Information superhighway gets its first exit

February 07, 1994|By Knight-Ridder Newspapers

PALO ALTO, Calif. -- Palo Alto has become the first city in the nation to set up shop on the Internet, opening its electronic doors to computer users all over the world and inviting them in to take a look around.

For now, computer users who wander into the "City of Palo Alto Demonstration WWW Server," as the city's connection is called, will find basic information such as train schedules, City Hall directories and maps to all the local restaurants and coffee shops.

But the possibilities are staggering. Ultimately, the city can put its library catalogs, building codes and public records on Internet. Ideally, residents will be able to apply for permits and even pay for parking tickets through their computers.
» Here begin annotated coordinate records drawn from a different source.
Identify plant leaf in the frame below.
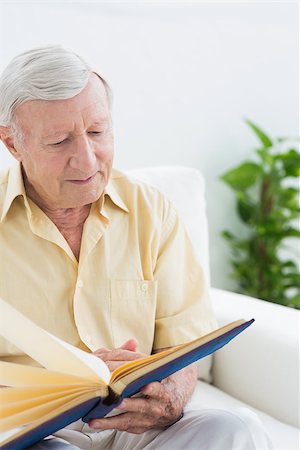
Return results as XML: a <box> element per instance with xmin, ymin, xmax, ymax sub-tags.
<box><xmin>245</xmin><ymin>119</ymin><xmax>273</xmax><ymax>148</ymax></box>
<box><xmin>221</xmin><ymin>161</ymin><xmax>261</xmax><ymax>191</ymax></box>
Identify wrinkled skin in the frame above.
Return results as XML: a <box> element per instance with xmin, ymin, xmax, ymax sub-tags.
<box><xmin>89</xmin><ymin>339</ymin><xmax>197</xmax><ymax>434</ymax></box>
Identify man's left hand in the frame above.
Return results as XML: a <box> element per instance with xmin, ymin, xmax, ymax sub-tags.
<box><xmin>89</xmin><ymin>364</ymin><xmax>197</xmax><ymax>434</ymax></box>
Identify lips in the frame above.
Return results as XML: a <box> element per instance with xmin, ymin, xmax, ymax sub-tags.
<box><xmin>68</xmin><ymin>173</ymin><xmax>96</xmax><ymax>185</ymax></box>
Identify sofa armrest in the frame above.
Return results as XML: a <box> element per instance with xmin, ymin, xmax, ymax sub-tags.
<box><xmin>211</xmin><ymin>288</ymin><xmax>299</xmax><ymax>427</ymax></box>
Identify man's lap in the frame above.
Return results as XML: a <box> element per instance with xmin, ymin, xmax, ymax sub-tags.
<box><xmin>31</xmin><ymin>408</ymin><xmax>272</xmax><ymax>450</ymax></box>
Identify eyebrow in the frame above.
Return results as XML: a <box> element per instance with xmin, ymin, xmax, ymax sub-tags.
<box><xmin>43</xmin><ymin>118</ymin><xmax>108</xmax><ymax>139</ymax></box>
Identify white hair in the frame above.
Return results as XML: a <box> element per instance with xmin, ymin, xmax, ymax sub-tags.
<box><xmin>0</xmin><ymin>46</ymin><xmax>112</xmax><ymax>128</ymax></box>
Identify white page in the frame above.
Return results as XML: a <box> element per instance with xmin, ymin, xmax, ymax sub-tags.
<box><xmin>0</xmin><ymin>298</ymin><xmax>110</xmax><ymax>384</ymax></box>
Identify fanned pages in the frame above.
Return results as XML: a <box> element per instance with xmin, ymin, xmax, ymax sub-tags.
<box><xmin>0</xmin><ymin>298</ymin><xmax>254</xmax><ymax>450</ymax></box>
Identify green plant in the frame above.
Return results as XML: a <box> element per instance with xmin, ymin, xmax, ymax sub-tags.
<box><xmin>221</xmin><ymin>120</ymin><xmax>300</xmax><ymax>309</ymax></box>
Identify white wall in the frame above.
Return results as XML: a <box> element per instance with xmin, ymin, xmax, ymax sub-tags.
<box><xmin>0</xmin><ymin>0</ymin><xmax>299</xmax><ymax>287</ymax></box>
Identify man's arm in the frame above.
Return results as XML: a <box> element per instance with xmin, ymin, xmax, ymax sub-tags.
<box><xmin>89</xmin><ymin>340</ymin><xmax>197</xmax><ymax>434</ymax></box>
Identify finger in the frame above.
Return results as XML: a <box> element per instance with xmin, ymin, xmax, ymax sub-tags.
<box><xmin>119</xmin><ymin>338</ymin><xmax>138</xmax><ymax>352</ymax></box>
<box><xmin>89</xmin><ymin>413</ymin><xmax>153</xmax><ymax>433</ymax></box>
<box><xmin>141</xmin><ymin>381</ymin><xmax>164</xmax><ymax>398</ymax></box>
<box><xmin>101</xmin><ymin>349</ymin><xmax>146</xmax><ymax>361</ymax></box>
<box><xmin>118</xmin><ymin>398</ymin><xmax>151</xmax><ymax>414</ymax></box>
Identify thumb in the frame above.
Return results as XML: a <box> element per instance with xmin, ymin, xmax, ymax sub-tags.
<box><xmin>119</xmin><ymin>339</ymin><xmax>138</xmax><ymax>352</ymax></box>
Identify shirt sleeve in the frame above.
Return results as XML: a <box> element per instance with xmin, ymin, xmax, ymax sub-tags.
<box><xmin>153</xmin><ymin>199</ymin><xmax>217</xmax><ymax>350</ymax></box>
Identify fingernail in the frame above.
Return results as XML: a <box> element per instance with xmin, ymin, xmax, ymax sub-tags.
<box><xmin>89</xmin><ymin>420</ymin><xmax>103</xmax><ymax>429</ymax></box>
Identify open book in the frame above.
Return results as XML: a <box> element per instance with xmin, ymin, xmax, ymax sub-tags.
<box><xmin>0</xmin><ymin>298</ymin><xmax>254</xmax><ymax>450</ymax></box>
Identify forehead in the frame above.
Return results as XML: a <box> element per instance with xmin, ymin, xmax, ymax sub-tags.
<box><xmin>16</xmin><ymin>74</ymin><xmax>109</xmax><ymax>135</ymax></box>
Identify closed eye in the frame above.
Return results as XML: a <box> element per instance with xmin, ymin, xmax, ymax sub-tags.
<box><xmin>51</xmin><ymin>138</ymin><xmax>68</xmax><ymax>147</ymax></box>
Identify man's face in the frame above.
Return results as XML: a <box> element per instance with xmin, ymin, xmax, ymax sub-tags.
<box><xmin>9</xmin><ymin>74</ymin><xmax>113</xmax><ymax>209</ymax></box>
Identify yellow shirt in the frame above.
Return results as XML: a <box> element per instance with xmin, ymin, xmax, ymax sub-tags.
<box><xmin>0</xmin><ymin>164</ymin><xmax>215</xmax><ymax>363</ymax></box>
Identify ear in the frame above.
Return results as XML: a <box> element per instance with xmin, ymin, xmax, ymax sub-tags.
<box><xmin>0</xmin><ymin>125</ymin><xmax>22</xmax><ymax>161</ymax></box>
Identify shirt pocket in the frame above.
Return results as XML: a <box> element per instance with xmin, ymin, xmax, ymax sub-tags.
<box><xmin>110</xmin><ymin>280</ymin><xmax>157</xmax><ymax>354</ymax></box>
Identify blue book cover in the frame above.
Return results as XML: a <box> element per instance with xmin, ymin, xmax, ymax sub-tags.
<box><xmin>0</xmin><ymin>319</ymin><xmax>254</xmax><ymax>450</ymax></box>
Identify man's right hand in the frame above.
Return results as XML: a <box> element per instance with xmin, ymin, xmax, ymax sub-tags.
<box><xmin>94</xmin><ymin>339</ymin><xmax>148</xmax><ymax>372</ymax></box>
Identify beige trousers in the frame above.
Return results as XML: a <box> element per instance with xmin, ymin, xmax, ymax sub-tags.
<box><xmin>31</xmin><ymin>407</ymin><xmax>272</xmax><ymax>450</ymax></box>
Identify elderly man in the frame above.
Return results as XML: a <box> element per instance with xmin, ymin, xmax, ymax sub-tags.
<box><xmin>0</xmin><ymin>47</ymin><xmax>270</xmax><ymax>450</ymax></box>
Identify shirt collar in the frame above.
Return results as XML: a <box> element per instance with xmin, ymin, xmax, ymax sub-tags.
<box><xmin>0</xmin><ymin>163</ymin><xmax>129</xmax><ymax>222</ymax></box>
<box><xmin>0</xmin><ymin>162</ymin><xmax>26</xmax><ymax>222</ymax></box>
<box><xmin>104</xmin><ymin>170</ymin><xmax>129</xmax><ymax>212</ymax></box>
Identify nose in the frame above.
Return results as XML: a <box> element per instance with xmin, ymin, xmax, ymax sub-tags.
<box><xmin>69</xmin><ymin>135</ymin><xmax>96</xmax><ymax>175</ymax></box>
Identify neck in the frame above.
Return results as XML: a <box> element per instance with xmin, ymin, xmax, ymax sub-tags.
<box><xmin>36</xmin><ymin>205</ymin><xmax>91</xmax><ymax>234</ymax></box>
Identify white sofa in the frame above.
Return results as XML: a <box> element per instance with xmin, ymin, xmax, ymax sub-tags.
<box><xmin>127</xmin><ymin>166</ymin><xmax>299</xmax><ymax>450</ymax></box>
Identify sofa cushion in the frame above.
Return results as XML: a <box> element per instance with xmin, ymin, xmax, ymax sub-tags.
<box><xmin>187</xmin><ymin>381</ymin><xmax>299</xmax><ymax>450</ymax></box>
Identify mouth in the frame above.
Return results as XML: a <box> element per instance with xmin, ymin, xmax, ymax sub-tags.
<box><xmin>68</xmin><ymin>173</ymin><xmax>97</xmax><ymax>186</ymax></box>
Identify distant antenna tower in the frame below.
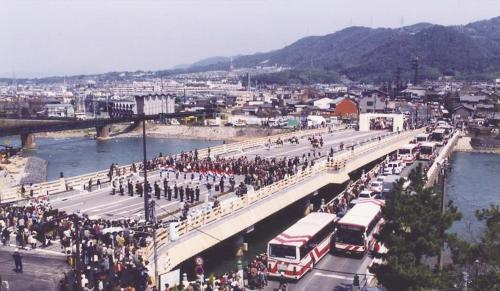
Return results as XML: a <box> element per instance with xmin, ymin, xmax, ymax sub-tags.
<box><xmin>411</xmin><ymin>57</ymin><xmax>419</xmax><ymax>86</ymax></box>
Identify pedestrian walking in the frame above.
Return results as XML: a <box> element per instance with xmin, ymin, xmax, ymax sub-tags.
<box><xmin>194</xmin><ymin>186</ymin><xmax>200</xmax><ymax>202</ymax></box>
<box><xmin>179</xmin><ymin>186</ymin><xmax>184</xmax><ymax>202</ymax></box>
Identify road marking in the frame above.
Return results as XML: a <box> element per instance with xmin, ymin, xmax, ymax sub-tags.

The connection was set up as a six-month trial demonstration project by the Digital Equipment Corp., which has several research and development facilities in downtown Palo Alto. Digital developed a program for putting the city on-line for free in hopes of later marketing the product to other cities.

Digital and city officials were euphoric last Thursday about getting the city on-line, an effort that took just six weeks.

"[It] truly opens possibilities and potential we haven't even imagined yet," said Mayor Liz Kniss. When she was named mayor just last month, Ms. Kniss said getting the city on the information superhighway was one of her top priorities.

Texas was the first state government to get onto Internet, but Digital officials say Palo Alto is the first city to be connected. The city has been on-line all week, but officials didn't announce its electronic arrival until Thursday.

Having the city on Internet means that anyone who has access to the global computer network -- through work, school or a personal account -- can tap into a body of information that will grow as data is added during the trial period. Only 6 percent of households nationwide have access to Internet.